TREVISO - «Sarà un’indagine lunga e complessa. Servirà armarsi di pazienza». Parole del comandante provinciale della Guardia di finanza di Treviso, Francesco De Giacomo, in merito all’inchiesta sulla New Financial Technology, la società di Silea che prometteva interessi mensili del 10% sugli investimenti in criptovalute e che, secondo la Procura di Treviso, ha fatto sparire il denaro di circa 6mila clienti creando un buco che si aggira sui 100 milioni di euro. Ma è lo stesso colonnello De Giacomo a sottolineare come il lavoro degli inquirenti stia andando avanti spedito: «Abbiamo attivato diverse Procure in Europa, e non solo, segno che vogliamo andare in fondo alla faccenda». Dalla Svizzera alla Svezia, dall’Inghilterra al Portogallo passando per gli Stati Uniti e gli Emirati Arabi: tutti alla ricerca dei soldi degli investitori. E trattandosi di transazioni in criptovalute, il lavoro degli inquirenti non può che essere arduo. Anche perché molti dei capitali investiti sono stati consegnati in contanti ai vertici della Nft (o ai loro agenti e procacciatori, ndr), rendendo di fatto irrintracciabili quelle somme se non attraverso le successive operazioni di vendita, scambio o acquisto di bitcoin.

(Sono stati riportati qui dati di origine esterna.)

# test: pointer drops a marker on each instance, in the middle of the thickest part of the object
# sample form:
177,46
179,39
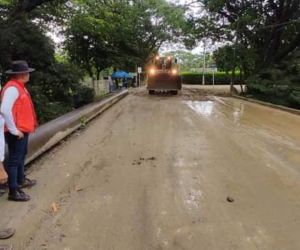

Sempre che, come paventato da alcuni degli investitori nelle chat di Telegram dedicate ai “truffati” dalla società di Silea, siano state davvero effettuate.
GLI ACCERTAMENTI
Più passano i mesi, più la Procura di Treviso è convinta che si tratti di un classico “schema Ponzi”. Se così fosse, il denaro degli investitori sarebbe finito soltanto nelle tasche dei promotori del raggiro milionario. Si sta cercando di dare credito anche a questa ipotesi proprio con l’aiuto delle polizie straniere, andando a caccia dei patrimoni degli indagati. Che, al momento, rimangono gli stessi sei iscritti per truffa aggravata dal procuratore di Pordenone, Raffaele Tito, la cui indagine è poi passata a Treviso (che già aveva aperto un fascicolo, ndr) per competenza territoriale: si tratta dell’avvocato romano Emanuele Giullini, dell’ex direttore commerciale della Nft Christian Visentin, 46enne di Conegliano (già rimosso dal suo incarico), di Mauro Rizzato, 55enne di San Pietro di Feletto anche lui direttore commerciale della Nft, dell’ex direttore della società Mario Danese, 58 anni, e dei due procacciatori Michele Marchi, 32enne di San Pietro di Feletto, e Maurizio Sartor, meccanico pordenonese 57enne residente a Fiume Veneto. Su di loro si stanno concentrando gli sforzi degli investigatori, anche se è già stata ricostruita una fitta rete di collaboratori in base alla provenienza delle vittime: oltre a tutto il Nordest, ritenuto epicentro naturale del bacino di raccolta dei clienti, sono state presentate querele anche da investitori residenti a Brescia, Milano, Torino, Modena e Roma.
LE PROMESSE
Il caso Nft, a differenza dello “schema Ponzi” tradizionale, ha una particolarità: gli “organizzatori” insistono a comunicare con i clienti promettendo (con tanto di date di scadenza) la restituzione del capitale investito e procrastinando in maniera sistematica i pagamenti.